I’m really pleased to announce this major update to SQL 4 CDS! This is a complete overhaul of the engine that converts your SQL into something that Dataverse/CRM can understand, and means you can now run a much broader set of queries than ever before.
This is not just a run-of-the-mill update. The basic idea since the very first version of SQL 4 CDS was to convert a SQL statement to a FetchXML query and leave it at that. Version 2 introduced some extra processing where the query couldn’t be fully converted to FetchXML, but there was still the limit of 1 SQL = 1 FetchXML. Version 3 added support for metadata queries and that followed a similar pattern – 1 SQL = 1 Metadata query. You couldn’t mix and match.
This new version brings the level of SQL compatibility to a much higher level and allows you to run queries without the TDS Endpoint that would have previously required it.
Behind the scenes, this update completely replaces the conversion logic with one modelled on SQL Server execution plans.

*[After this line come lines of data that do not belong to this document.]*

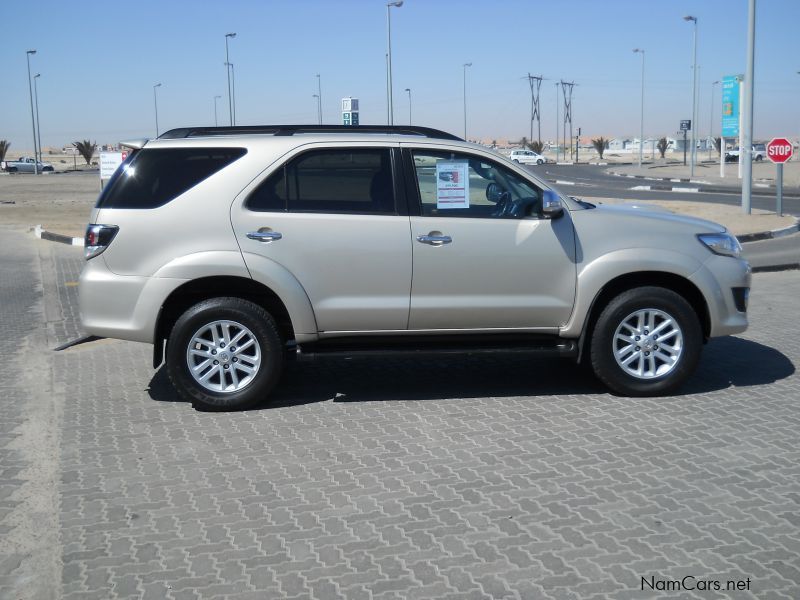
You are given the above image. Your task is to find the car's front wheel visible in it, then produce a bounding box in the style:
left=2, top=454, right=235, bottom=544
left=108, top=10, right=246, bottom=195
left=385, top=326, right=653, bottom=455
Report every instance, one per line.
left=167, top=297, right=283, bottom=410
left=590, top=286, right=703, bottom=396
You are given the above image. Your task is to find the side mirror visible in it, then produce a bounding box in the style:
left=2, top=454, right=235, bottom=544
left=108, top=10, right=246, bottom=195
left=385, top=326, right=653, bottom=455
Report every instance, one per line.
left=486, top=182, right=505, bottom=204
left=542, top=190, right=564, bottom=219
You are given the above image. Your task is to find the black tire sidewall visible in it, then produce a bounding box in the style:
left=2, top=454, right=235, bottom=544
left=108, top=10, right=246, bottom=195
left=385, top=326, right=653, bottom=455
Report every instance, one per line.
left=166, top=297, right=283, bottom=410
left=591, top=287, right=703, bottom=396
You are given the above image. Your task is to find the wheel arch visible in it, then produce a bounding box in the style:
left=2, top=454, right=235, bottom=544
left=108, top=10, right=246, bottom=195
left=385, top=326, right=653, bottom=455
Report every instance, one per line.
left=153, top=275, right=295, bottom=368
left=578, top=271, right=711, bottom=362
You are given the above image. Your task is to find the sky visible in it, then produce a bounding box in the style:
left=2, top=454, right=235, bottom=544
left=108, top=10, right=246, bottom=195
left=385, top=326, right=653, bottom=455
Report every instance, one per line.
left=0, top=0, right=800, bottom=155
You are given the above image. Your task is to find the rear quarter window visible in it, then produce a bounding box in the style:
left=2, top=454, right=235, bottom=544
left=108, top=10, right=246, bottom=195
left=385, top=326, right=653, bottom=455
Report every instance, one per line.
left=97, top=148, right=247, bottom=208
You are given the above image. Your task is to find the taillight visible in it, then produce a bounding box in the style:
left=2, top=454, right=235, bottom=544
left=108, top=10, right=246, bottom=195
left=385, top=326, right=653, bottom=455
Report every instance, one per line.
left=83, top=225, right=119, bottom=260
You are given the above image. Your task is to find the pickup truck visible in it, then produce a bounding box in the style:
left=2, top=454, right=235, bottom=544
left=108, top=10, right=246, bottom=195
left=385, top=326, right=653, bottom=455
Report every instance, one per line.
left=725, top=144, right=767, bottom=162
left=0, top=156, right=53, bottom=173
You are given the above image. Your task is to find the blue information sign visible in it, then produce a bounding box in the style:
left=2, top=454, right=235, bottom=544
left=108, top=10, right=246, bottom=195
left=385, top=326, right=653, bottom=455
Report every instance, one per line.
left=722, top=75, right=740, bottom=138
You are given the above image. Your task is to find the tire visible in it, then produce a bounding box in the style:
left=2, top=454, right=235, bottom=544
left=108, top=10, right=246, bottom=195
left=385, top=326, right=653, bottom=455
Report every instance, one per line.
left=167, top=297, right=283, bottom=411
left=590, top=287, right=703, bottom=396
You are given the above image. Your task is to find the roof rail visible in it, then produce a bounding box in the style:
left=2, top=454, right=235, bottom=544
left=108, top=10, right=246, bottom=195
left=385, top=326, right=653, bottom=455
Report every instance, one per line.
left=158, top=125, right=463, bottom=141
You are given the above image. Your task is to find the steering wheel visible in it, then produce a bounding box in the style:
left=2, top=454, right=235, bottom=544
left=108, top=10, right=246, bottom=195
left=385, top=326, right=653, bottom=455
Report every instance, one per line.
left=492, top=191, right=513, bottom=217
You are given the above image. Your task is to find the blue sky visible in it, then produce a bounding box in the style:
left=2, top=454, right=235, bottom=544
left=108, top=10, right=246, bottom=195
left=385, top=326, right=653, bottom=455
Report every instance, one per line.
left=0, top=0, right=800, bottom=154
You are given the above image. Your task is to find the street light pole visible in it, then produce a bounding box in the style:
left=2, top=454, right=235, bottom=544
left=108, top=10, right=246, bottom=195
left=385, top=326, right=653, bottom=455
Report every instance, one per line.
left=556, top=81, right=559, bottom=162
left=683, top=15, right=697, bottom=177
left=33, top=73, right=44, bottom=163
left=25, top=50, right=39, bottom=175
left=311, top=94, right=322, bottom=125
left=225, top=33, right=236, bottom=127
left=214, top=96, right=222, bottom=127
left=708, top=81, right=721, bottom=160
left=464, top=63, right=472, bottom=142
left=317, top=73, right=322, bottom=125
left=153, top=83, right=161, bottom=137
left=225, top=63, right=236, bottom=125
left=386, top=0, right=403, bottom=125
left=633, top=48, right=644, bottom=169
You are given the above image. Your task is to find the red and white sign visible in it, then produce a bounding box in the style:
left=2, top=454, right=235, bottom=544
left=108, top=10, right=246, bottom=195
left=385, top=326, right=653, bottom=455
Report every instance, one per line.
left=767, top=138, right=794, bottom=163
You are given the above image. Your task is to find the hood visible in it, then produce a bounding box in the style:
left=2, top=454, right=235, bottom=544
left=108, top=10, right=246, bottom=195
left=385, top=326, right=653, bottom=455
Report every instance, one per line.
left=592, top=204, right=726, bottom=233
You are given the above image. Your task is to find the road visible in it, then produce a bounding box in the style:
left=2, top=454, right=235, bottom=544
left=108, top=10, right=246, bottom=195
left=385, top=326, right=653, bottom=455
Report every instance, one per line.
left=528, top=164, right=800, bottom=270
left=529, top=164, right=800, bottom=216
left=0, top=228, right=800, bottom=600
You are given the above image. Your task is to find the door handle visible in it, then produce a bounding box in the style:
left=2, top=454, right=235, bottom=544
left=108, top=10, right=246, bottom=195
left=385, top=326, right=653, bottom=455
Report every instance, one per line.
left=247, top=230, right=283, bottom=242
left=417, top=231, right=453, bottom=246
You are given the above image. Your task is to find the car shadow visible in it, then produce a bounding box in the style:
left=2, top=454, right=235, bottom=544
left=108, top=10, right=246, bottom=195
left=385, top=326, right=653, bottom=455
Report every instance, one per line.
left=147, top=337, right=795, bottom=410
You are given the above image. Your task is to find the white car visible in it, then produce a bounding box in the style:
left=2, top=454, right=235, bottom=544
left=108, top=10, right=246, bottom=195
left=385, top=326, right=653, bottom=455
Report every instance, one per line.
left=508, top=150, right=547, bottom=165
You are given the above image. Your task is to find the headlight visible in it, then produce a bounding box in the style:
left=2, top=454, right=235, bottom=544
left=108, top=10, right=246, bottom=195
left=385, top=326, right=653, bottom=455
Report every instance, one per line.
left=697, top=233, right=742, bottom=258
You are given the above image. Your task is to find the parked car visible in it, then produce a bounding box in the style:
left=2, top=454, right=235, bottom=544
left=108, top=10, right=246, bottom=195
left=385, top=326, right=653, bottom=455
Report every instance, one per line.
left=2, top=156, right=53, bottom=173
left=508, top=150, right=547, bottom=165
left=79, top=126, right=750, bottom=410
left=725, top=144, right=767, bottom=162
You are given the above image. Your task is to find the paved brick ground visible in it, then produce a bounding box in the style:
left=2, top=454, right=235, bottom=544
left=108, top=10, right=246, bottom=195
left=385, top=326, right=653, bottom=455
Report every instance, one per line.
left=0, top=232, right=800, bottom=600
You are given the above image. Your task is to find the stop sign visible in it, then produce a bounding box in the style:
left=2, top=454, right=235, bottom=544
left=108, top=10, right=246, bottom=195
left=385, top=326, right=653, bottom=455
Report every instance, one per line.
left=767, top=138, right=793, bottom=163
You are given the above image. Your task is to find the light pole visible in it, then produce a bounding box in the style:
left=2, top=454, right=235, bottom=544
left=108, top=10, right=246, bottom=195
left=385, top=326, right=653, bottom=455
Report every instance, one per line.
left=25, top=50, right=39, bottom=175
left=33, top=73, right=44, bottom=162
left=317, top=73, right=322, bottom=125
left=153, top=83, right=161, bottom=137
left=739, top=0, right=756, bottom=215
left=311, top=94, right=322, bottom=125
left=225, top=33, right=236, bottom=127
left=683, top=15, right=697, bottom=177
left=386, top=0, right=403, bottom=125
left=633, top=48, right=644, bottom=169
left=464, top=63, right=472, bottom=142
left=225, top=63, right=236, bottom=125
left=708, top=81, right=721, bottom=160
left=556, top=81, right=559, bottom=162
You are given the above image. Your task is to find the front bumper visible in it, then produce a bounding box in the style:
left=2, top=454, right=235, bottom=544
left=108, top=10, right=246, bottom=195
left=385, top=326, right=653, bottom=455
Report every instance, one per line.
left=689, top=255, right=752, bottom=337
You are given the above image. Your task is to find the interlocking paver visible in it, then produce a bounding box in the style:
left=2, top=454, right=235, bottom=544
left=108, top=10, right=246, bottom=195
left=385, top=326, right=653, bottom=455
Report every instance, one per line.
left=0, top=227, right=800, bottom=600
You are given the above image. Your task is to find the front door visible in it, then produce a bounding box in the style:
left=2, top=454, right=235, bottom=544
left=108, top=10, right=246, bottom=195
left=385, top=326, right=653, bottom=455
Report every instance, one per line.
left=406, top=148, right=577, bottom=330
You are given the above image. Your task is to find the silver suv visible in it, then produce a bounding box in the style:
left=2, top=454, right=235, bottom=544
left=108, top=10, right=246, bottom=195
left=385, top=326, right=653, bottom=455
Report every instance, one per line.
left=80, top=126, right=750, bottom=410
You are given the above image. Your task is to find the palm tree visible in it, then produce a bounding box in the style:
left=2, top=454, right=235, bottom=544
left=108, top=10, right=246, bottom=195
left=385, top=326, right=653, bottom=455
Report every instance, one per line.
left=72, top=140, right=97, bottom=166
left=656, top=138, right=669, bottom=158
left=592, top=136, right=608, bottom=160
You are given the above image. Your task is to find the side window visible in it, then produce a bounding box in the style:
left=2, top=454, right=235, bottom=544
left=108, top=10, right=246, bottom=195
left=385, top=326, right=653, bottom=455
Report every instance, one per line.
left=246, top=148, right=396, bottom=214
left=97, top=148, right=247, bottom=208
left=413, top=150, right=542, bottom=219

I have to give a large amount of credit here to Hugo Kornelis’s excellent Execution Plan Reference which was my guide for understanding the details of a lot of what SQL Server did for different queries and then trying to translate that to Dataverse.
An execution plan is the steps that a database engine will run through to get the results of a query. For a simple query like
SELECT * FROM table it would just run a scan of the entire table, but as you add filters, sorts, joins etc. it will start building more complex execution plans.
There’s often multiple possible execution plans that would give the same result. A database like SQL Server has a massive amount of information available to help generate the most efficient plan. SQL 4 CDS however doesn’t have much of that available, but it will do the best it can.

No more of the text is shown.